NOはグアニレートシクラーゼを活性化し,細胞内cGMP含量を増加させ血管平滑筋を弛緩させる。NOはさらに血管平滑筋細胞増殖抑制や血小板,白血球の凝集接着を抑制することが知られており,動脈硬化の発症進展に関連していると考えられている。最近,Wangらは白人においてecNOS遺伝子型4a/aが喫煙によるCADの危険度を上昇させると報告した。しかし,今回の我々の研究では,ecNOS遺伝子型4a/aの頻度は極めて低く,ecNOS遺伝子型4a/a+a/bで検討してみたが,CADとの有意な関連は見いだせなかった。また,喫煙者のみで検討しても同様であった。

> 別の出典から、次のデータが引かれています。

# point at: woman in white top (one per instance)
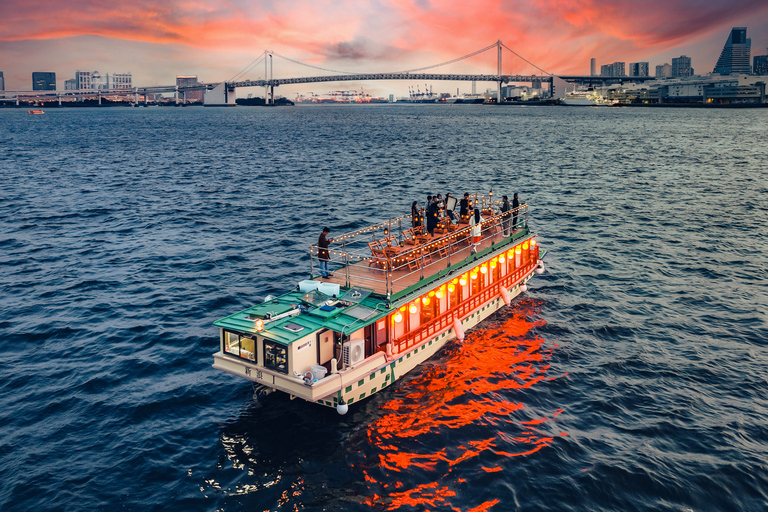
(475, 222)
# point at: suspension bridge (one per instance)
(223, 93)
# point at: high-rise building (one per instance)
(120, 81)
(83, 79)
(43, 81)
(615, 69)
(681, 66)
(663, 70)
(759, 65)
(638, 69)
(735, 55)
(91, 80)
(189, 81)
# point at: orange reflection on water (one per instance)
(466, 395)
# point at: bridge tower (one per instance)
(498, 82)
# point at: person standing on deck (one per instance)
(415, 215)
(322, 252)
(505, 215)
(477, 229)
(464, 207)
(448, 211)
(515, 205)
(432, 210)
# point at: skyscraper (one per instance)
(638, 69)
(759, 65)
(735, 55)
(663, 70)
(681, 66)
(43, 81)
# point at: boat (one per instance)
(466, 99)
(395, 298)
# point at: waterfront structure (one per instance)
(94, 81)
(710, 90)
(759, 65)
(663, 70)
(189, 81)
(83, 79)
(615, 69)
(638, 69)
(681, 66)
(43, 81)
(734, 58)
(120, 81)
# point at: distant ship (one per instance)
(583, 99)
(466, 99)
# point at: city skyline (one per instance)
(157, 41)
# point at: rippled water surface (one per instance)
(631, 376)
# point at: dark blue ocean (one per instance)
(632, 376)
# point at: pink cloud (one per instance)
(387, 35)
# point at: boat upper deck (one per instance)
(393, 262)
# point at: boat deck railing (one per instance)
(391, 257)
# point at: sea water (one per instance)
(630, 376)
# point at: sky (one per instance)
(156, 40)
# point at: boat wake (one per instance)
(475, 393)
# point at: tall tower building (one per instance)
(759, 65)
(663, 70)
(43, 81)
(638, 69)
(735, 55)
(681, 66)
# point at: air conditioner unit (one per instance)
(354, 352)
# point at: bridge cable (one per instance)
(525, 60)
(248, 68)
(315, 67)
(452, 61)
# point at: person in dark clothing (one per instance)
(505, 213)
(449, 208)
(464, 207)
(415, 215)
(432, 211)
(322, 252)
(515, 205)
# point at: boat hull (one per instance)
(373, 374)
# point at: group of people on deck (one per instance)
(438, 209)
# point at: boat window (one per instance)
(240, 345)
(232, 343)
(275, 357)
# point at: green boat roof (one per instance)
(312, 315)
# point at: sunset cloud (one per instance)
(156, 39)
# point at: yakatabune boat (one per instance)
(396, 297)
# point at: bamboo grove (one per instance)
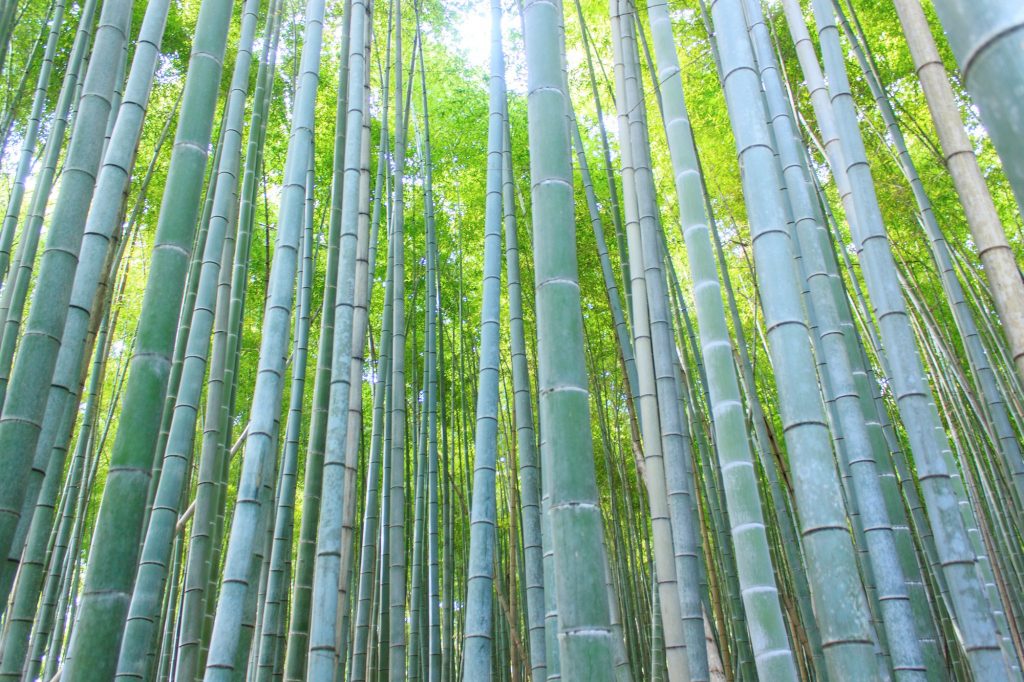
(404, 340)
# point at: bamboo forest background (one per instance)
(534, 340)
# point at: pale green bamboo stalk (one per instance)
(31, 137)
(925, 431)
(483, 516)
(247, 523)
(16, 471)
(396, 670)
(115, 542)
(585, 640)
(836, 586)
(327, 572)
(147, 596)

一方,ACE遺伝子多型とCADとの関連は従来白人及び日本人における研究による結果と同様であった。レニンーアンジオテンシン系は動脈硬化の進展に重要な役割を果たしていることが知られている。アンジオテンシン?Uは血管収縮と血管平滑筋増殖作用を持つ血管作動物質である。RigatらはACE/DD遺伝子型の患者の血漿ACE活性はACE/II遺伝子型のものより高いことを報告している。PowellらはACE阻害剤により血管傷害後の平滑筋細胞の増殖抑制作用を報告している。そこで我々は,ACE遺伝子型の違いにより冠動脈でのアンギオテンシン?Uやブラジキニンの作用を介して冠動脈硬化や心筋梗塞の発症に影響があるのではないかということで今回の研究を行った。
CADは遺伝的背景と環境的背景により形成される多因子疾患であると考えられる。CADは喫煙,高血圧,糖尿病,高脂血症などによりそのリスクが相加的に増加することが知られており,遺伝的背景と環境的要因について両面から検討することが重要である。例えば,アンジオテンシノーゲン遺伝子型TTとACE/DD遺伝子型の組み合わせはCADのリスクを高めていることが報告されている。しかし,今回のecNOS遺伝子型の検討ではそれ単独でも有意な危険因子とならず,ACE遺伝子多型によるリスクにも有意な影響を及ぼさなかった。今回の検討では症例数も少なく,今後の更なる検討が必要であると思われる。